Using the K-Means clustering algorithm

# 标准化特征
scaler = StandardScaler() 
features_std = scaler.fit_transform(iris_features) 

# 创建 K-Means 对象 
cluster = KMeans(n_clusters=3, random_state=0) 

model = cluster.fit(features_std) 
# 查看预测分类
model.labels_ 
array([1, 1, 1, 1, 1, 1, 1, 1, 1, 1, 1, 1, 1, 1, 1, 1, 1, 1, 1, 1, 1, 1,
       1, 1, 1, 1, 1, 1, 1, 1, 1, 1, 1, 1, 1, 1, 1, 1, 1, 1, 1, 1, 1, 1,
       1, 1, 1, 1, 1, 1, 2, 2, 2, 0, 0, 0, 2, 0, 0, 0, 0, 0, 0, 0, 0, 2,
       0, 0, 0, 0, 2, 0, 0, 0, 0, 2, 2, 2, 0, 0, 0, 0, 0, 0, 0, 2, 2, 0,
       0, 0, 0, 0, 0, 0, 0, 0, 0, 0, 0, 0, 2, 0, 2, 2, 2, 2, 0, 2, 2, 2,
       2, 2, 2, 0, 0, 2, 2, 2, 2, 0, 2, 0, 2, 0, 2, 2, 0, 2, 2, 2, 2, 2,
       2, 0, 0, 2, 2, 2, 0, 2, 2, 2, 0, 2, 2, 2, 0, 2, 2, 0], dtype=int32)
# 真实分类
iris.target 
array([0, 0, 0, 0, 0, 0, 0, 0, 0, 0, 0, 0, 0, 0, 0, 0, 0, 0, 0, 0, 0, 0,
       0, 0, 0, 0, 0, 0, 0, 0, 0, 0, 0, 0, 0, 0, 0, 0, 0, 0, 0, 0, 0, 0,
       0, 0, 0, 0, 0, 0, 1, 1, 1, 1, 1, 1, 1, 1, 1, 1, 1, 1, 1, 1, 1, 1,
       1, 1, 1, 1, 1, 1, 1, 1, 1, 1, 1, 1, 1, 1, 1, 1, 1, 1, 1, 1, 1, 1,
       1, 1, 1, 1, 1, 1, 1, 1, 1, 1, 1, 1, 2, 2, 2, 2, 2, 2, 2, 2, 2, 2,
       2, 2, 2, 2, 2, 2, 2, 2, 2, 2, 2, 2, 2, 2, 2, 2, 2, 2, 2, 2, 2, 2,
       2, 2, 2, 2, 2, 2, 2, 2, 2, 2, 2, 2, 2, 2, 2, 2, 2, 2])

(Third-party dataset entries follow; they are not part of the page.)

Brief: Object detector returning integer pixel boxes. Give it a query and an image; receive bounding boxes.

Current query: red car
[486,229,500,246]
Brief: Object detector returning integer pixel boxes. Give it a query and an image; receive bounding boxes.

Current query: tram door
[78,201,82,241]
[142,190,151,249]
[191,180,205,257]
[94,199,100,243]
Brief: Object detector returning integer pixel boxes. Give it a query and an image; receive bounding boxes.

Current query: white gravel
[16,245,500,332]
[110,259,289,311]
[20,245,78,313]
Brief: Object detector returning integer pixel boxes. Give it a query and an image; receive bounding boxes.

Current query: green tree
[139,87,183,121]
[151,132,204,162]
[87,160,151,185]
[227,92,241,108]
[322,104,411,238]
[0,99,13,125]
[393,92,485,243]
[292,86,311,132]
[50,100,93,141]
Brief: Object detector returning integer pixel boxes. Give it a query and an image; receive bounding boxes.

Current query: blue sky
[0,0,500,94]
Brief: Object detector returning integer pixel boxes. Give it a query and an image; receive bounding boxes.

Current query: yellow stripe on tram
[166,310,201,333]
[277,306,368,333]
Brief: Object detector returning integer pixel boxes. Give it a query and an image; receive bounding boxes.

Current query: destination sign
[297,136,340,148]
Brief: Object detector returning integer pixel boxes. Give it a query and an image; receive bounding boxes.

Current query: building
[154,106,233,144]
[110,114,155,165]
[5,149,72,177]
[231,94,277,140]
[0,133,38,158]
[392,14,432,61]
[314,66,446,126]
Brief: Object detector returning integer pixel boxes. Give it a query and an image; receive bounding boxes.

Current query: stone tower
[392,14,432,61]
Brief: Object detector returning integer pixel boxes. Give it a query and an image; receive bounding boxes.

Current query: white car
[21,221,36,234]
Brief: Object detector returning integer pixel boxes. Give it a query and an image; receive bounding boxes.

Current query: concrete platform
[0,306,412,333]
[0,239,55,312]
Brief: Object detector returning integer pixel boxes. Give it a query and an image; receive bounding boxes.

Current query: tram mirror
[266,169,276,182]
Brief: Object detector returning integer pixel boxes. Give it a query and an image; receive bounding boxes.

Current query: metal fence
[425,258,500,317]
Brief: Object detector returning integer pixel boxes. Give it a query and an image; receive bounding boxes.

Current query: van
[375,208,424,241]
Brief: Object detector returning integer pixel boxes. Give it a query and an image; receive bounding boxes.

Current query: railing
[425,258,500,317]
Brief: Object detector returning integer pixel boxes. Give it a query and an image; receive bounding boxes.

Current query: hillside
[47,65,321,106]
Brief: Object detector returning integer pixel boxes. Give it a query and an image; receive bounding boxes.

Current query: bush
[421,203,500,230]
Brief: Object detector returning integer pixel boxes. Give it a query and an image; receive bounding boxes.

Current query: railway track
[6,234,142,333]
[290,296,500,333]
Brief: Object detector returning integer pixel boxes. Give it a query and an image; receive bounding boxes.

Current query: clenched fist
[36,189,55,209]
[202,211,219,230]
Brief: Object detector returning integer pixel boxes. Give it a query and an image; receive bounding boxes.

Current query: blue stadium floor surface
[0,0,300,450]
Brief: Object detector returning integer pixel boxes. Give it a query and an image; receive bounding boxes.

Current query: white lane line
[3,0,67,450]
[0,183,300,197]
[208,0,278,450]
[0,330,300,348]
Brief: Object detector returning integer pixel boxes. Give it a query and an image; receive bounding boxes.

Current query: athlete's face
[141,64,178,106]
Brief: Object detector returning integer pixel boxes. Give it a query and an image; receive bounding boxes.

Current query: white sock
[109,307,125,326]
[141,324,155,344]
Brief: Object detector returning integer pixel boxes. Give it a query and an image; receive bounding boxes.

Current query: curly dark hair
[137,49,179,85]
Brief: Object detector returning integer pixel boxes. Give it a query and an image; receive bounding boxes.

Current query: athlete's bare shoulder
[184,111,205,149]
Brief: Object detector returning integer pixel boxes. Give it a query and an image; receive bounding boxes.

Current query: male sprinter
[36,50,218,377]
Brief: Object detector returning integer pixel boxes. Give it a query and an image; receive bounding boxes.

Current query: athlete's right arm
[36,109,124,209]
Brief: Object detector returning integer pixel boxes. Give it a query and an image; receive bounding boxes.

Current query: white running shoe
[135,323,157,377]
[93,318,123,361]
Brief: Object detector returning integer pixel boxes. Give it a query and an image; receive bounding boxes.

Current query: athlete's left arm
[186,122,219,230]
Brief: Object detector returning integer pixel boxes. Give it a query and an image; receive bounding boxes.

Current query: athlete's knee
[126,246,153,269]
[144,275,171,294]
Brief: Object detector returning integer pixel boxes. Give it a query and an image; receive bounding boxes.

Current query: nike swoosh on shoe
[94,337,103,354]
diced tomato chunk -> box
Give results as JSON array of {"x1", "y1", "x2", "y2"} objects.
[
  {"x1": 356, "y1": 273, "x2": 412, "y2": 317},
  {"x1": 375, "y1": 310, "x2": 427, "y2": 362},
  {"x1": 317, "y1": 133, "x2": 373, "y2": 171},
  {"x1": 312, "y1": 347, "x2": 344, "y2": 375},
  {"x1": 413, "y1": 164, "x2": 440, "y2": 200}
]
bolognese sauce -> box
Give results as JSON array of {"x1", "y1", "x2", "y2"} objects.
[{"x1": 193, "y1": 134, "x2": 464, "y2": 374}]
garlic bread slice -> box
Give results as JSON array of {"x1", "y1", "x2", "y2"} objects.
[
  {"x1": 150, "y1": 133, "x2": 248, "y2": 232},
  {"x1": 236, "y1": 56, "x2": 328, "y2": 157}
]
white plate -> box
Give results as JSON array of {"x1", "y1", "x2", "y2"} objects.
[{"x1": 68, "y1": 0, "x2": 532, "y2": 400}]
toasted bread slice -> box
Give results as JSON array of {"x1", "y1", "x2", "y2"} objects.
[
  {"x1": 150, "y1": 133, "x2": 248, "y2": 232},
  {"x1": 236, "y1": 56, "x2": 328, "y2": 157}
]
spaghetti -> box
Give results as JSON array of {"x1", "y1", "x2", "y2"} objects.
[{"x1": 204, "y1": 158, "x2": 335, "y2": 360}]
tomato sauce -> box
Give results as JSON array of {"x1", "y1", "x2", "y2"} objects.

new_ob = [[0.8, 0.8, 0.8, 0.8]]
model.predict(new_ob) 

array([2], dtype=int32)
# 查看分类的中心点
model.cluster_centers_  
array([[-0.05021989, -0.88337647,  0.34773781,  0.2815273 ],
       [-1.01457897,  0.85326268, -1.30498732, -1.25489349],
       [ 1.13597027,  0.08842168,  0.99615451,  1.01752612]])

Accelerated K-Means Clustering MiniBatchKMeans

batch_size controls the number of randomly selected observations in each batch; the more observations in a batch, the more computationally expensive training will be.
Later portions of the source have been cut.